With great earnestness, Marcus said, “Listen to reason, will you? You and the other scientists will be among the top people in the new society. Your children will get the best genetic care that you yourselves can provide.”

“Until somebody decides he doesn’t like what we’re doing, or what we’re thinking,” Lou answered. “This government’s slapped us in exile— your friends might not be so lenient.”

Marcus sank back in his chair, as if baffled. “I don’t have the time to argue with you. We’re going ahead, and there’s nothing you can do to stop us. If you don’t stop tinkering with our biochemistry project, you’re going to get hurt.”

“No I’m not,” Lou flashed back. “You need me to make the genetic engineering a success, remember? And that’s where the real jackpot is. Because you might be able to surprise the government and knock it off, you might be able to take over the whole world … but without genetic engineering, you’ll never be able to control the world.

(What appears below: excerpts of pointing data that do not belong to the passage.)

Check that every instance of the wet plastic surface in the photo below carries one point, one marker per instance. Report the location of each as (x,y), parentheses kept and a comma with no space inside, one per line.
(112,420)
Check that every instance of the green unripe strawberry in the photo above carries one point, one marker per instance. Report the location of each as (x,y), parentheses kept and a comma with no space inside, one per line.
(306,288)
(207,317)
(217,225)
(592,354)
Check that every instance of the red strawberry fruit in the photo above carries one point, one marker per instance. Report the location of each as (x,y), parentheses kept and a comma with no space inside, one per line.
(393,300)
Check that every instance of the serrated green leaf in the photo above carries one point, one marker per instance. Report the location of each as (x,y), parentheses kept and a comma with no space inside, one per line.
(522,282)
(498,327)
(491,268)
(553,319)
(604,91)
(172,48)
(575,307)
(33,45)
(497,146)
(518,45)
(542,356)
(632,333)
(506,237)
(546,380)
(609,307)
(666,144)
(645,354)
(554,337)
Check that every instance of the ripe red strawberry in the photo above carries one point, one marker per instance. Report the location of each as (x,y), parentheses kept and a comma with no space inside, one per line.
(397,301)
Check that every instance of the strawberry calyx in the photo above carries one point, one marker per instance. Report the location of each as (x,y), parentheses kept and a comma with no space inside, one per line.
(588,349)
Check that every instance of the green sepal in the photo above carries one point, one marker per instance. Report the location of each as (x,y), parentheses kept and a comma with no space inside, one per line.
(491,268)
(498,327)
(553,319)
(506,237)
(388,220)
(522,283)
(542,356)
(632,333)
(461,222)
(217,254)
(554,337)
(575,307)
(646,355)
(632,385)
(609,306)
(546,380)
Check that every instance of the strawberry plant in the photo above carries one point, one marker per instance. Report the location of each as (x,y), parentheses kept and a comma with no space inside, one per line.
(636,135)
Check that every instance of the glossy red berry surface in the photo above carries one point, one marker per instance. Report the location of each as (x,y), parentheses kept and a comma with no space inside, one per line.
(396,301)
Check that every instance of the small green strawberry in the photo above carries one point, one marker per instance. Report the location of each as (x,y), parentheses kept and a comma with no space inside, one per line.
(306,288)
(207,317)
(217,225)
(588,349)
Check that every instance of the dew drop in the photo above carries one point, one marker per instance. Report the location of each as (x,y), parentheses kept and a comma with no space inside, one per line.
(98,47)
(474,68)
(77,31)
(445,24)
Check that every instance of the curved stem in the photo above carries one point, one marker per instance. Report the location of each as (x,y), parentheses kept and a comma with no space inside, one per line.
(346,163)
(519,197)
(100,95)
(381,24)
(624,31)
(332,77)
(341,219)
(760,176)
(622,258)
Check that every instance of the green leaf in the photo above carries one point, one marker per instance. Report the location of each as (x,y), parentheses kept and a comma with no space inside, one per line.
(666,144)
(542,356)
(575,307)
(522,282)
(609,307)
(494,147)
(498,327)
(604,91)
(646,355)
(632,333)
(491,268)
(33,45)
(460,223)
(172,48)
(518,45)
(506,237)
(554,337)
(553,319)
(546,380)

I’m beginning to see how your minds work, and I know why genetic engineering is so important to you. You want to control everybody, don’t you? Make your own children supermen, and everybody else’s their slaves. Right?”

Marcus shook his head. “Not exactly. You make it sound …”

“Rotten. Filthy and rotten. And that’s what it is. But you need it, and that means you need me. I’m the key man, you told me so yourself.”

“There are others--”

“Then why’d you yank me out of exile? Because it’d take anybody else at least a year to catch up to where I am. I understand the whole genetic engineering problem, and there’s plenty of it tucked away in my head, not in any computer banks or notebooks. So don’t try to threaten me, unless you want to wait a year or more for the ability to control the next generation of children.”

Marcus leaned back in his chair with a more-in-sorrow-than-anger look on his bland face. Shaking his head wearily, he said, “You still don’t realize what you’re up against, do you? Why do you think we went to the trouble of finding that blonde girl friend of yours and bringing her here? We don’t have to threaten you. If you’re worried about what we’re going to do to your precious gorilla, try to imagine what could happen to the girl. Things could get very unpleasant for her. Very unpleasant.”

Lou gripped the arms of his chair hard enough to make his hands hurt. He was fighting an instinct to spring at Marcus and smash his bland, evil face.